In the case of Glaxo, for example, Avandia grossed $10.4 billion in sales; Paxil brought in $11.6 billion and Wellbutrin sales were $5.9 billion dollars during the period for which fines were assessed.  Avandia profits were not described in media reports of the settlement; Glaxo was fined for failing to disclose report data of heart attack risks associated with the drug to the FDA.

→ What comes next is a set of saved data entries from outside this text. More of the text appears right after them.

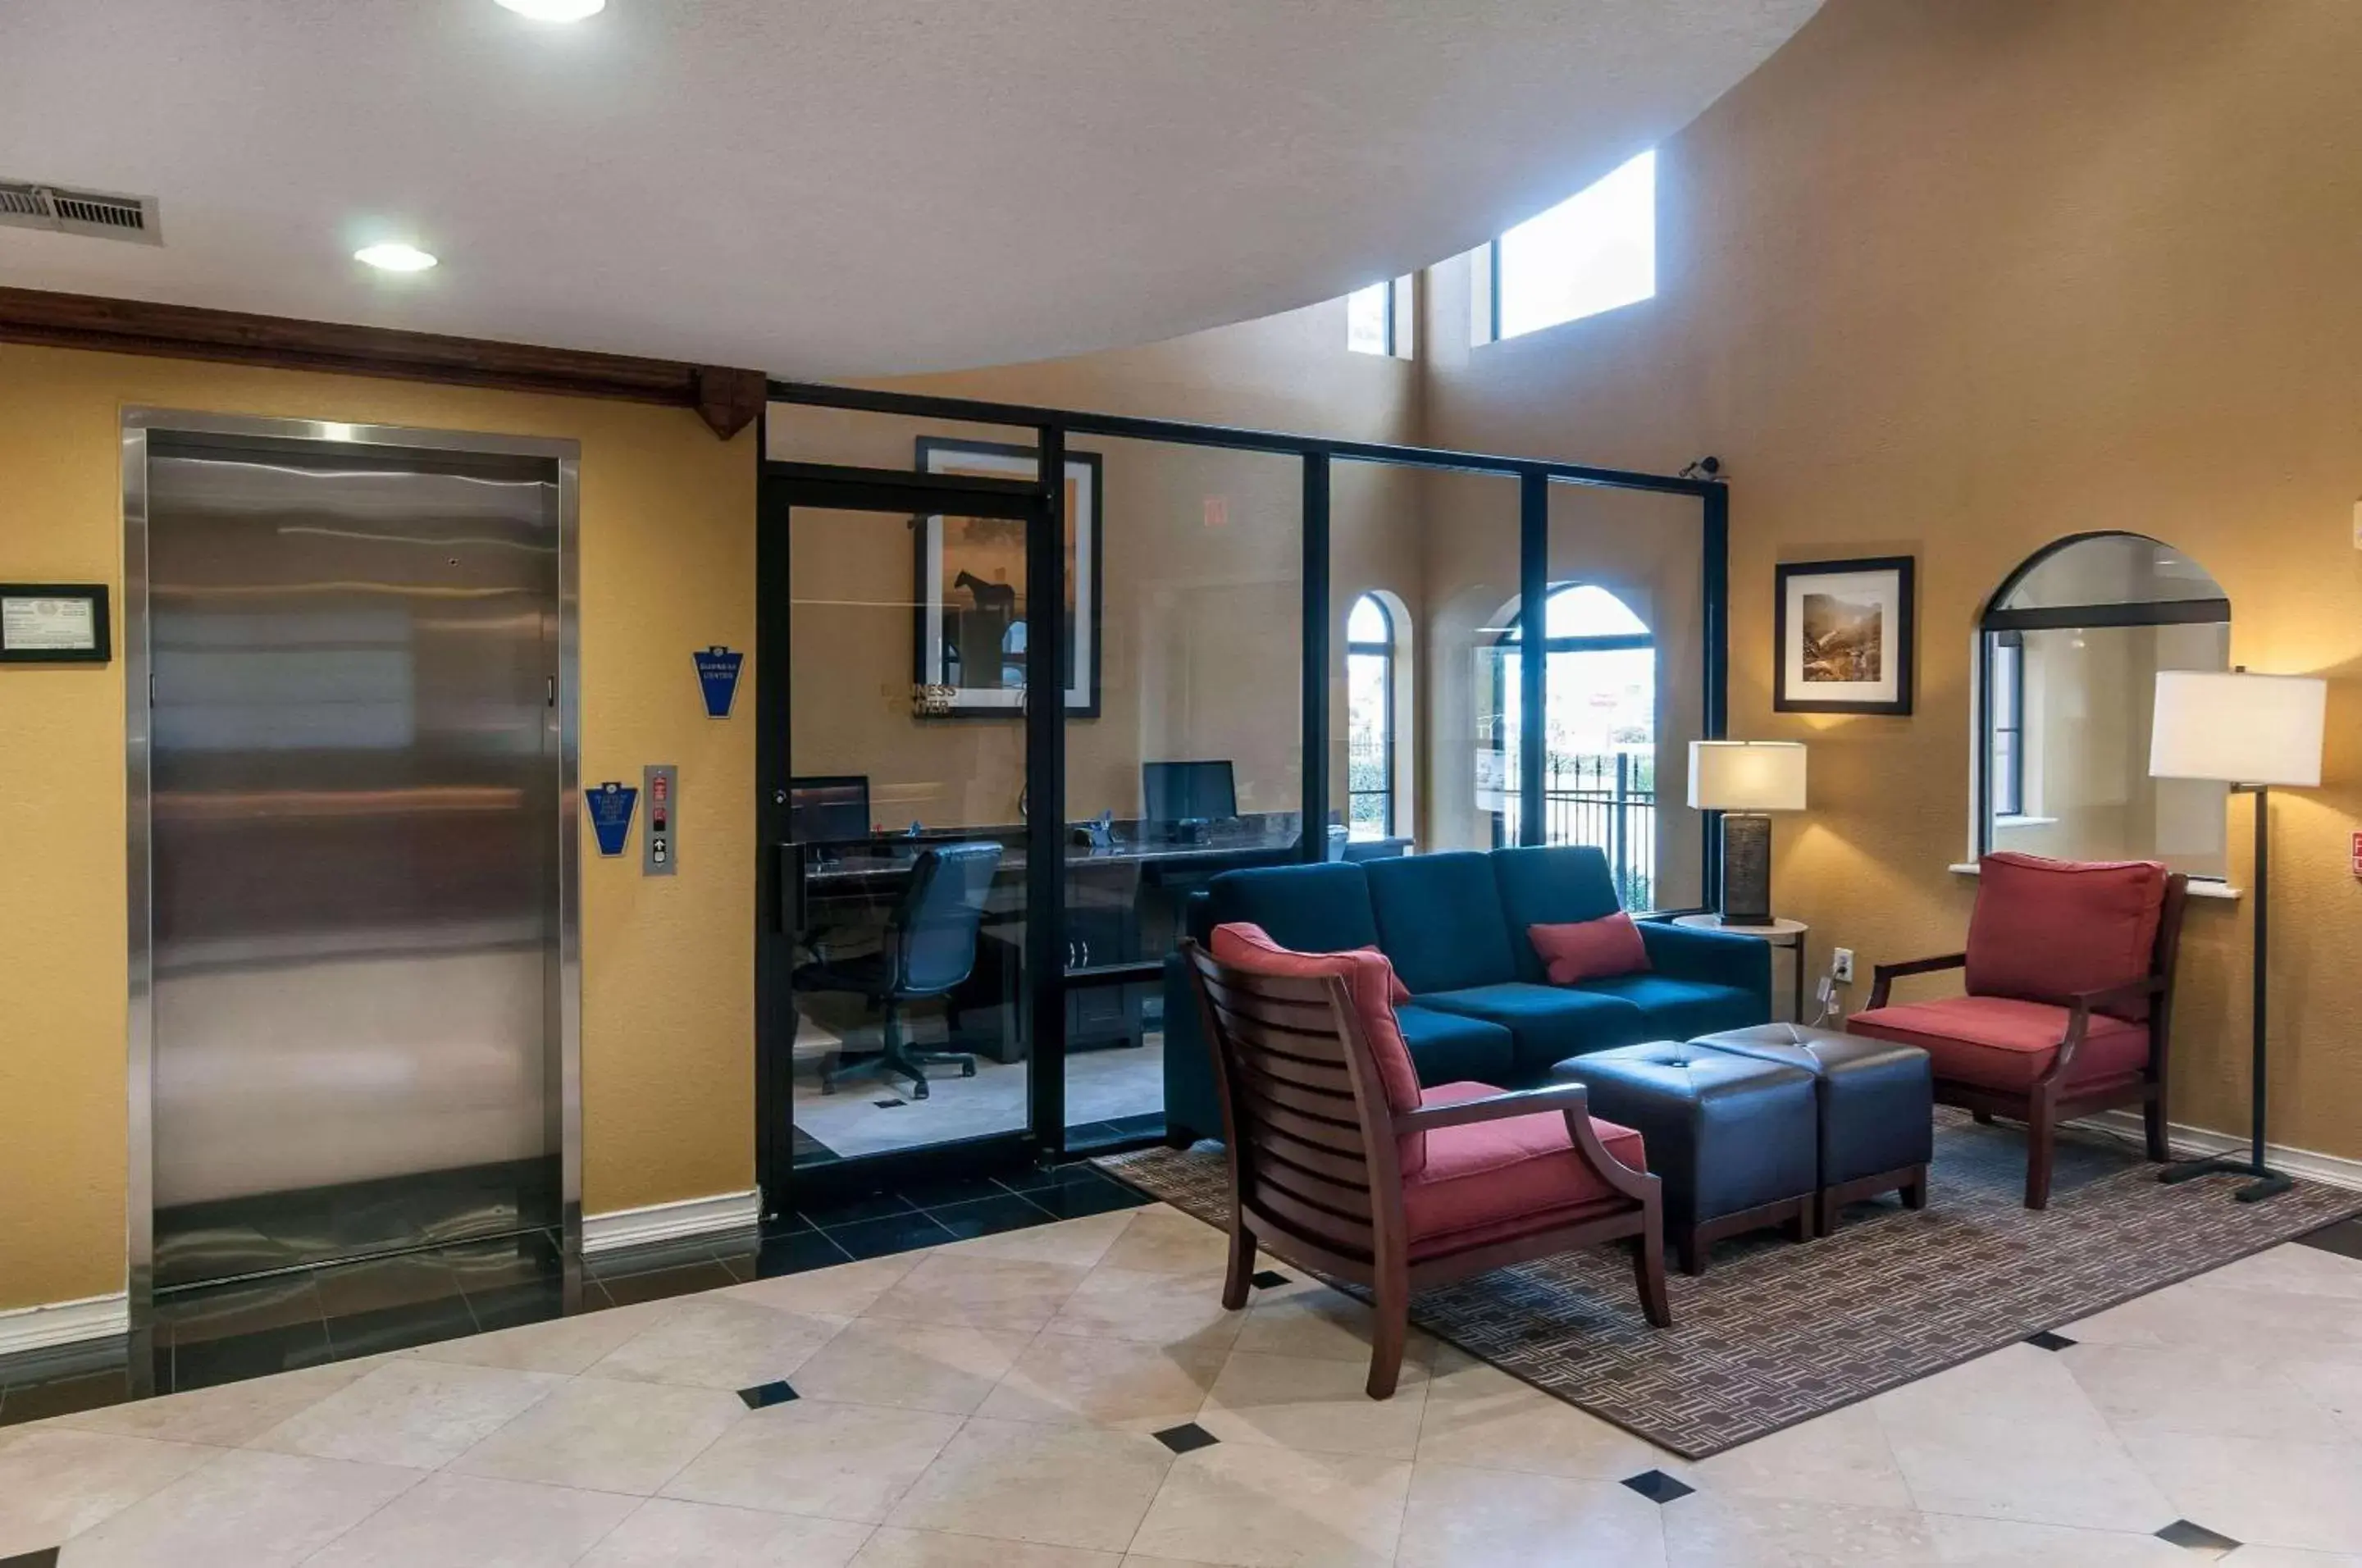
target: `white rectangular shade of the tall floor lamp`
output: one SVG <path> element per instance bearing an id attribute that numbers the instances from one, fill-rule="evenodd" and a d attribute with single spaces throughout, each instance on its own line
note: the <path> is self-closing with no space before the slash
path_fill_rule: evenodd
<path id="1" fill-rule="evenodd" d="M 2157 671 L 2149 777 L 2223 784 L 2322 782 L 2329 682 L 2246 671 Z"/>

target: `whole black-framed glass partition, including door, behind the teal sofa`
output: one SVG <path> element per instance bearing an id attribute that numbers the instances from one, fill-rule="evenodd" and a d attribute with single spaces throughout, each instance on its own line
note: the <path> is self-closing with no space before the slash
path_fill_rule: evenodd
<path id="1" fill-rule="evenodd" d="M 763 442 L 770 1211 L 1162 1136 L 1221 871 L 1599 843 L 1710 895 L 1653 782 L 1720 734 L 1715 484 L 787 383 Z M 1637 635 L 1592 586 L 1646 671 L 1559 647 Z"/>

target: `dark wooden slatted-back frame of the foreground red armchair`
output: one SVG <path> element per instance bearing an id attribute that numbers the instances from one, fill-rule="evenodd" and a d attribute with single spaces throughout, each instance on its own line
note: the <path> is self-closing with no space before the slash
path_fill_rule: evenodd
<path id="1" fill-rule="evenodd" d="M 1656 1327 L 1672 1325 L 1660 1183 L 1601 1148 L 1580 1084 L 1396 1112 L 1344 980 L 1254 975 L 1216 963 L 1198 942 L 1181 949 L 1214 1056 L 1231 1162 L 1226 1308 L 1247 1304 L 1257 1249 L 1370 1287 L 1377 1332 L 1368 1391 L 1375 1400 L 1389 1398 L 1401 1374 L 1412 1292 L 1488 1268 L 1635 1237 L 1642 1308 Z M 1535 1112 L 1561 1112 L 1580 1159 L 1625 1202 L 1547 1230 L 1412 1261 L 1398 1141 Z"/>

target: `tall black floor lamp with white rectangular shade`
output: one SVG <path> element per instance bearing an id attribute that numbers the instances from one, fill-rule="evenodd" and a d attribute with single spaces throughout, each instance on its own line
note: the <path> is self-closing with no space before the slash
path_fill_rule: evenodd
<path id="1" fill-rule="evenodd" d="M 2263 1162 L 2265 1112 L 2265 989 L 2272 973 L 2272 786 L 2312 789 L 2322 782 L 2322 720 L 2329 685 L 2310 675 L 2251 675 L 2237 671 L 2159 671 L 2157 720 L 2149 730 L 2149 777 L 2213 779 L 2256 796 L 2256 999 L 2253 999 L 2253 1138 L 2246 1159 L 2216 1155 L 2166 1167 L 2159 1181 L 2190 1181 L 2232 1171 L 2253 1176 L 2232 1197 L 2258 1202 L 2289 1190 L 2289 1178 Z"/>

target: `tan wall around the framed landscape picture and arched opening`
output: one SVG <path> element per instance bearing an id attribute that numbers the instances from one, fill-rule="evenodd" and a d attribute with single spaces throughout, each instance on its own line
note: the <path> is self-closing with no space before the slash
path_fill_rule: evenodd
<path id="1" fill-rule="evenodd" d="M 2041 543 L 2154 534 L 2232 659 L 2331 678 L 2275 803 L 2275 1138 L 2362 1157 L 2362 7 L 1831 0 L 1658 158 L 1658 295 L 1469 349 L 1431 276 L 1427 439 L 1731 475 L 1731 734 L 1812 741 L 1776 902 L 1814 963 L 1956 947 L 1970 652 Z M 1772 567 L 1920 562 L 1918 713 L 1772 711 Z M 2230 817 L 2246 881 L 2249 803 Z M 2199 902 L 2178 1119 L 2246 1115 L 2249 907 Z M 1866 987 L 1857 987 L 1859 992 Z"/>

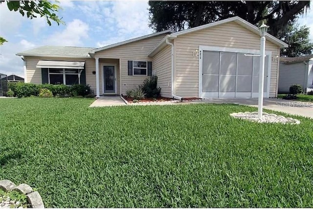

The evidence that brought Glaxo to prosecutors' attention came from insiders who "blew the whistle" under the False Claims Act of 1863.  The latter was adopted to control war profiteering during the Civil War era. Among the illegal marketing tactics described by the whistle blowers were physician trips to Jamaica and Bermuda, spa treatments and hunting trips aimed at inducing off-label prescribing practices. 

Critics pointed out that even these enormous fines are "merely the cost of doing business" when drug sale profits are so enormous, and that illegal practices will not be curbed until individual executives are charged and convicted for criminal acts.